Originally Posted by *McMandy* 
I love 7th generation disposables- they're easy to find (most grocery stores sell them), and they dont have that "scent" the way some of these popular disposables do (like Luvs.. I can't stand the smell of Luvs!).









:


----------



## JudiAU (Jun 29, 2008)

On the more gentle brands, 7th Generation is the most absorbant, in my experience, but wouldn't work for my toddler at night. No of the gentle brands do an overnight diapers. I had to use Huggies Overnight.

We use cloth during the day with this one but I still use them at night because I haven't figured out a nighttime cloth solution.


----------



## SuburbanTreeHugger (Mar 6, 2010)

I can't vouch for the disposables (that is one vs another) at night because we rarely use them. What I want to share is a great way to purchase the Nature Babycare brand and possibly other eco brands.

Amazon's subscribe and save program. They offer 15% off and free shipping. You will likely order 4 packs at a time. You can subscribe for 1 shipment/month, place your first order, then cancel your subscription. You would have to buy 4 pack of the same size so you would want to try them first from a local source.

If you have opened packages of diapers that are not working for you, you can list them on your local craigs list. I've done this a couple times. People will buy a partial package of diapers









I am new here but it looks like this Amazon link will help support this board:

http://www.mothering.com/discussions...ad.php?t=51148


----------



## Beauchamp (Jan 12, 2009)

We CD, but we do use one sposie at night. I have used 7th Gen, Earths Best, Natural Choice, and Huggies Pure & Natural.

I like 7th Gens! No issues with them, except they are somewhat narrow. But then again, most sposies feel narrow on my babe, compared to CDs. They are great dipes.

The outer part of Earth's Best seem to feel damp after a short while. I don't know why this is?? For this reason, these are not my go-to dipe for night. They are fine otherwise, and softer than 7th Gen/Natural Choice.

The same outer dampness happens with Huggies P&N, and I don't know how they are bleached (they are white, just like Earth's Best & Natural Choice), and I can't find this info online. They are SO SOFT, though, and have the best tabs. They are so nice to put on after using more papery, tougher dipes. And the small Winnie the Pooh character helps me line up the tabs evenly.

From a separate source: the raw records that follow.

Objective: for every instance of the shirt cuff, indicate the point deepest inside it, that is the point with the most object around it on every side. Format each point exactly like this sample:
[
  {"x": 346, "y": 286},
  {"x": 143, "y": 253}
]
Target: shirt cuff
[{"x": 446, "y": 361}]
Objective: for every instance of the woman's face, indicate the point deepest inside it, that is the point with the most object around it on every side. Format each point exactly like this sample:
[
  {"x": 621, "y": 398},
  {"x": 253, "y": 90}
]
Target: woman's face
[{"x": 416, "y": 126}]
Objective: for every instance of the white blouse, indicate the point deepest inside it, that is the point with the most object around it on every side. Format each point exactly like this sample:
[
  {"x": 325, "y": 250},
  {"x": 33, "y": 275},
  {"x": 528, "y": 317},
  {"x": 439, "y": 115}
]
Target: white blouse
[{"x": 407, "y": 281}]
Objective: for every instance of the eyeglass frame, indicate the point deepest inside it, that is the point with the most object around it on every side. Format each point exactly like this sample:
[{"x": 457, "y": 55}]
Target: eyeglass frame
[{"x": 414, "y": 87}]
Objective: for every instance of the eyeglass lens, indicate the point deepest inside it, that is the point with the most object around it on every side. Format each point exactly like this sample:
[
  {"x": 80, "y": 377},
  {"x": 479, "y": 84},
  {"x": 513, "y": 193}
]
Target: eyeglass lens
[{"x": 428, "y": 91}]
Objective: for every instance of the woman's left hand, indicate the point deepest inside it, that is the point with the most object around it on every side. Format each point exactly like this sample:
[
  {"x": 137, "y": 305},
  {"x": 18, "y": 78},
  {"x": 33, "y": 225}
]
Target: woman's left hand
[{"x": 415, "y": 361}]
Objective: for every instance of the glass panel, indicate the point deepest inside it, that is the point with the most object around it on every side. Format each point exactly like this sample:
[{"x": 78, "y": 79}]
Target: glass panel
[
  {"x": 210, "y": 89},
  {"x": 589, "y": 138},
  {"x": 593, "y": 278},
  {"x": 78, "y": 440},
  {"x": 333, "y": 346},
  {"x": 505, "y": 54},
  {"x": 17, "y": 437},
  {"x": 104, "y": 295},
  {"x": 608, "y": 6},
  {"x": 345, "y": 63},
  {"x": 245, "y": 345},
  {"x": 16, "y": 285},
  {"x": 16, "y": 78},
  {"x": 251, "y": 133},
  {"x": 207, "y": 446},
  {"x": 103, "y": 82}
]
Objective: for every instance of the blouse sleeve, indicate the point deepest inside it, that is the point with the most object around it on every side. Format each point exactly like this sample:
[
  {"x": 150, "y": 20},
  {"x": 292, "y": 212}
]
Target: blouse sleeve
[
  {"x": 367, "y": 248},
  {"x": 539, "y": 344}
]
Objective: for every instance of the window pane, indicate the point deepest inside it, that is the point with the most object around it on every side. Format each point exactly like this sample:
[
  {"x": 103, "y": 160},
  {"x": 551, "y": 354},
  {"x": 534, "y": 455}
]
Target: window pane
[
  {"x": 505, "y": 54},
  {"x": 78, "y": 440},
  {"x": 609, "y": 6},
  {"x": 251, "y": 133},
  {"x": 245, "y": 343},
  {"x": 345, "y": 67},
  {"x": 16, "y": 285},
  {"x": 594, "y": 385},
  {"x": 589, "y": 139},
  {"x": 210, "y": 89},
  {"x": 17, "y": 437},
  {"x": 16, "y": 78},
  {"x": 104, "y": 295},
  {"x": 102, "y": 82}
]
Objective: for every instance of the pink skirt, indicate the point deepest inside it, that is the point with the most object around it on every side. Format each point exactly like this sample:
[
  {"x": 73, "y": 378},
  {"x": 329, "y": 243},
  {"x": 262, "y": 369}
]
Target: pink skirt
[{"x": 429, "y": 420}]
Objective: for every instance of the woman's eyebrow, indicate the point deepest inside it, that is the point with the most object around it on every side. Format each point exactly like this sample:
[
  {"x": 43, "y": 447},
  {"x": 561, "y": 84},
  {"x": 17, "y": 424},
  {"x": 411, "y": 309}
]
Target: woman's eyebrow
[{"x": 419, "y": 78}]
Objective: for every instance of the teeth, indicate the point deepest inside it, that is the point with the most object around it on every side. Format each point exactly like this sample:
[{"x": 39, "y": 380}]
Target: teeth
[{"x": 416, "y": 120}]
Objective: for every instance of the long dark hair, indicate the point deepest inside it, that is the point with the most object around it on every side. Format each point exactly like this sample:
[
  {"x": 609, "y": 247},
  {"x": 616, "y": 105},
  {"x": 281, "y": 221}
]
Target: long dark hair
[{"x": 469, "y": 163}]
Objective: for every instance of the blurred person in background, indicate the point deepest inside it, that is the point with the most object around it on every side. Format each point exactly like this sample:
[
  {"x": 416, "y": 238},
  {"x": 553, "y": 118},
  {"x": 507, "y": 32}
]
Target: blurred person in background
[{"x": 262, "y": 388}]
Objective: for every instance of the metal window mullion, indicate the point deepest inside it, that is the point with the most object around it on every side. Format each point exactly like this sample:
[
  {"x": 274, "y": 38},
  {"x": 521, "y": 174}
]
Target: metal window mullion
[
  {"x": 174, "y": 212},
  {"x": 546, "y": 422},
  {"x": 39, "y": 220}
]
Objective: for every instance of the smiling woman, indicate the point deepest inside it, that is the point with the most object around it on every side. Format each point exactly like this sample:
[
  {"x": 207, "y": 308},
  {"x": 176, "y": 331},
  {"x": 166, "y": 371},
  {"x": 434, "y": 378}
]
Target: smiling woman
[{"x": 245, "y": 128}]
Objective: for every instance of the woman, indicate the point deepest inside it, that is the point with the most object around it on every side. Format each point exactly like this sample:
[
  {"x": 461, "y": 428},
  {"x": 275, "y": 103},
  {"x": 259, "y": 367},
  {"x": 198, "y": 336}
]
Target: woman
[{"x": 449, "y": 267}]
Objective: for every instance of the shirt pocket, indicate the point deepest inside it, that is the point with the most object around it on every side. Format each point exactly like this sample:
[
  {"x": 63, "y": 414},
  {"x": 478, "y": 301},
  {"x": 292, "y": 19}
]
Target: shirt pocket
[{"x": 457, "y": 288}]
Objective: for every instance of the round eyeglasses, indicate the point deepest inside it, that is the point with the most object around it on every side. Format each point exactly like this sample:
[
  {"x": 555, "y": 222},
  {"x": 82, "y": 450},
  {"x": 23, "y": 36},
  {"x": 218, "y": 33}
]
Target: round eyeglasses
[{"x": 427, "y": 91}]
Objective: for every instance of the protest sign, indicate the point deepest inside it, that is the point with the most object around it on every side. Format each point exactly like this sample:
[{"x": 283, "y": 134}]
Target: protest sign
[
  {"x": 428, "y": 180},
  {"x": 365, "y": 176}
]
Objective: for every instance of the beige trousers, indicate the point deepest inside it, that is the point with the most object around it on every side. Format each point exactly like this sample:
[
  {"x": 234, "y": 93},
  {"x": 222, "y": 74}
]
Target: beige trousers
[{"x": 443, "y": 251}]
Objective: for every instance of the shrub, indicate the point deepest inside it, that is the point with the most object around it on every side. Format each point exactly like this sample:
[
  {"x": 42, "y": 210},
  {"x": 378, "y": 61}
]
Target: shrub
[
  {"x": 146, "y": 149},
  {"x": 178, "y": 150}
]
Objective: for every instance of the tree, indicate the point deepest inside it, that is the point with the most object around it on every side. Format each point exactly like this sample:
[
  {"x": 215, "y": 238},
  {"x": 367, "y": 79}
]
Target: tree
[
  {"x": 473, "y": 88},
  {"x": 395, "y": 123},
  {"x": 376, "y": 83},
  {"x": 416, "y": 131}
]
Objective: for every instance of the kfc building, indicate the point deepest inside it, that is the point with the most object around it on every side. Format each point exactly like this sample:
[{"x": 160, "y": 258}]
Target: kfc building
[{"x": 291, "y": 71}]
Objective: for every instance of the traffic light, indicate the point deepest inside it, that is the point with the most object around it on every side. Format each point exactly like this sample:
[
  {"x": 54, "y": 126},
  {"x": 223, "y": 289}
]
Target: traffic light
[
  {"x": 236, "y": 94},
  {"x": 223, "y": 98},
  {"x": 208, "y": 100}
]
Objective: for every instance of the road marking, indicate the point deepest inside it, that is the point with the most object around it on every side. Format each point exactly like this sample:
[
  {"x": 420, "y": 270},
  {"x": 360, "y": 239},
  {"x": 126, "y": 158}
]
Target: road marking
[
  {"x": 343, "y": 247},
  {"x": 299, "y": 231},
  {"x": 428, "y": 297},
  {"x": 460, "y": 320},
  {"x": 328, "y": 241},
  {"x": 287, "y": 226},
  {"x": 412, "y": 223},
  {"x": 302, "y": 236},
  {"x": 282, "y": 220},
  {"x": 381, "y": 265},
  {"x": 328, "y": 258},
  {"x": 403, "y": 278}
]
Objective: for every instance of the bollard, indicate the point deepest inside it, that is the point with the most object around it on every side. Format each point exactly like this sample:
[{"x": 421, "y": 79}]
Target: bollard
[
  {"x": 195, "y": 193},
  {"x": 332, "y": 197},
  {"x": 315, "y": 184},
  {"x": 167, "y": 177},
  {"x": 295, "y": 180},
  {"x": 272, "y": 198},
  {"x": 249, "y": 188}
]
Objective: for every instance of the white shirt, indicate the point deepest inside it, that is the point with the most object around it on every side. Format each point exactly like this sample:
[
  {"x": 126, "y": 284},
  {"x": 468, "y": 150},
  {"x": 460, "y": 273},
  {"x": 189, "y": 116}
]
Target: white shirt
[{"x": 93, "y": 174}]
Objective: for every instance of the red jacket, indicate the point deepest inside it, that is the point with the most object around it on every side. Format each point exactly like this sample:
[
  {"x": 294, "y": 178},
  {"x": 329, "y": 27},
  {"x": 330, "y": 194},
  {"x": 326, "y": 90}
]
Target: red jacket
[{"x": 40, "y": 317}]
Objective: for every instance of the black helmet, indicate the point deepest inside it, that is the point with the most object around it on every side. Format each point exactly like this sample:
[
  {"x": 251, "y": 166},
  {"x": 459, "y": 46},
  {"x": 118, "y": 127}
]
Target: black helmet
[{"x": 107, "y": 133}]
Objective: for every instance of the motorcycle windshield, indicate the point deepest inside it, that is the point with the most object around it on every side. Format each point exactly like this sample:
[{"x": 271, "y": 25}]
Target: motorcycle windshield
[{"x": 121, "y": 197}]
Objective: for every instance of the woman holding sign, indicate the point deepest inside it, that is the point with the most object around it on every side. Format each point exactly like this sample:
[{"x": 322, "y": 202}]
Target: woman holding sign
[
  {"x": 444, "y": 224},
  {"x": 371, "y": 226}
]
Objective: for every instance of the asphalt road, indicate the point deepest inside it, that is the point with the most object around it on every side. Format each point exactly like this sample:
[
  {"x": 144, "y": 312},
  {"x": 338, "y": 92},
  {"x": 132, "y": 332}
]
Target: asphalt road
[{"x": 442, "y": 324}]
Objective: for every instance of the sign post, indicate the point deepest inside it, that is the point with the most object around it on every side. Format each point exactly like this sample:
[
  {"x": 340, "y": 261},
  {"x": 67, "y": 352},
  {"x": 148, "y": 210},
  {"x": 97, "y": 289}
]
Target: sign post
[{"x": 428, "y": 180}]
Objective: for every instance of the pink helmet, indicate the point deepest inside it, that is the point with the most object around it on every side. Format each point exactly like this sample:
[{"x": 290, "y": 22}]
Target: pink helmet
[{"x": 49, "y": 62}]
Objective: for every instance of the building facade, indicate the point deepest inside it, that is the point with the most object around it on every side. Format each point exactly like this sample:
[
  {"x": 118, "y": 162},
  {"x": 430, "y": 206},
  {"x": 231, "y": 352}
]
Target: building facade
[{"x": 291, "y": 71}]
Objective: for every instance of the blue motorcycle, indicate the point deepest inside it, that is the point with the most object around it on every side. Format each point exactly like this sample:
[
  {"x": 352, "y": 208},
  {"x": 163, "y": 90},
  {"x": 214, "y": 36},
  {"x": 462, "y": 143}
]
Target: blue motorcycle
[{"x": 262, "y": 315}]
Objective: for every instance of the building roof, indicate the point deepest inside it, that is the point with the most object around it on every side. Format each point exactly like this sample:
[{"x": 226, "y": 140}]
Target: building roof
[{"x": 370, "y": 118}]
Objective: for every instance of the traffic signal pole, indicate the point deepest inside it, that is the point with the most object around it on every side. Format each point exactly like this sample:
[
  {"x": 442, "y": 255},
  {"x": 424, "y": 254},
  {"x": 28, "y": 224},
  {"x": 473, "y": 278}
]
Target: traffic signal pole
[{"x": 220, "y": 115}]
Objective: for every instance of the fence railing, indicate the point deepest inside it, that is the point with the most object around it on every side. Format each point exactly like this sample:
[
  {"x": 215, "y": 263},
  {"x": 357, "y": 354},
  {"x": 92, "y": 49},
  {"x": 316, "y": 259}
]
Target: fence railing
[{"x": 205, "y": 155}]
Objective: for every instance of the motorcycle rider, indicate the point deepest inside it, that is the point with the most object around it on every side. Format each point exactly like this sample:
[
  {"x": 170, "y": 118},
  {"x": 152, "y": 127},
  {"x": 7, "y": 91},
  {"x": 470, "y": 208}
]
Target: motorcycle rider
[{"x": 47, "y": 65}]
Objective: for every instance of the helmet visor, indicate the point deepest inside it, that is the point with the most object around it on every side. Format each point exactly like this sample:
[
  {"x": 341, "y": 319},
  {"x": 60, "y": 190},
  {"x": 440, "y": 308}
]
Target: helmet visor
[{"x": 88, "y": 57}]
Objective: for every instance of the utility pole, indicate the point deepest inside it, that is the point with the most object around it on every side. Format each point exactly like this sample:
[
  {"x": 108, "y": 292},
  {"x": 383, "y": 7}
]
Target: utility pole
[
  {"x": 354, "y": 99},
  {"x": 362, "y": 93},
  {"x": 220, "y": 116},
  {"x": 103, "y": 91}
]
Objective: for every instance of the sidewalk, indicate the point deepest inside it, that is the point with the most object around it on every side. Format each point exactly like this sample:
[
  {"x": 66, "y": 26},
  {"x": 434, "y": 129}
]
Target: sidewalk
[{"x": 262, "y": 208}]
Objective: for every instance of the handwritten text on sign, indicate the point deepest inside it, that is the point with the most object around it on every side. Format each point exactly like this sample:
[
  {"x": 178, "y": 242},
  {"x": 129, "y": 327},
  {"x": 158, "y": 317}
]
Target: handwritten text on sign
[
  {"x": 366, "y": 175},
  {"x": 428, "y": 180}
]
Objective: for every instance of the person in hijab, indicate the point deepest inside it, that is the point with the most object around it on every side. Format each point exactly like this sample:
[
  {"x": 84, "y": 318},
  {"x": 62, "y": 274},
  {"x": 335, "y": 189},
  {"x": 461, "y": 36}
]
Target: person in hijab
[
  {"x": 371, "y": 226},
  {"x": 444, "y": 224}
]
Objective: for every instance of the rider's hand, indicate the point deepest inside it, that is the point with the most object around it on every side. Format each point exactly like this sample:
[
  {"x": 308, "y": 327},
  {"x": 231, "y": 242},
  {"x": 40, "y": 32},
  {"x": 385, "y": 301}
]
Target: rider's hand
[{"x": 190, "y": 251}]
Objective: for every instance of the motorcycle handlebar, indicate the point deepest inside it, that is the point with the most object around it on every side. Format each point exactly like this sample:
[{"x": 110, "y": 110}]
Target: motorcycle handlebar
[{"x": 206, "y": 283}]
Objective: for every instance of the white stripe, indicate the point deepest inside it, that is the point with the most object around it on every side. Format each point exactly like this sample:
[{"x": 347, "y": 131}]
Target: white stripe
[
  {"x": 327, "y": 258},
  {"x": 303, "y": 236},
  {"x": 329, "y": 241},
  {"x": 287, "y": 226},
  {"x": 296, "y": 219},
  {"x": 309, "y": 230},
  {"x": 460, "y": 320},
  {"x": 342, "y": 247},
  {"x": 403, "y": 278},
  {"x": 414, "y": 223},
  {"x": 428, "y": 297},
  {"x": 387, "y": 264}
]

The Natural Choice dipes hold a LOT of pee. Yesterday I changed DD into one because we were going out and my CDs weren't dry yet. I put her in a NC dipe at 4pm. She skipped her nap and instead fell asleep in her clothes at 7pm. She didn't wake up (besides to nurse) until 7 am this morning, and I wasn't about to upset her by changing her. NO LEAKS. A super full dipe, but not one leak from 4pm-7am!! (She's in size 4 now, at almost 9 months. I've used size 1-4 of NC on her and they have all been great.) NC are probably the most papery, and stiffest, though. They are white and blue with a little river/nature scene on them.

I ordered through Amazon's subscribe and save program, too, once I found a dipe I liked. S&S dipe orders are BIG, so make sure you want that brand!







I placed my first order with Diapers.com to get one of each kind in a ~30 count package, to test out what I liked. (If anyone needs a code, use CRIS5464 (my referral code) and get $10 off. Once you sign up, you get your own code and can get referral credits from your friends, too.)

HTH!


----------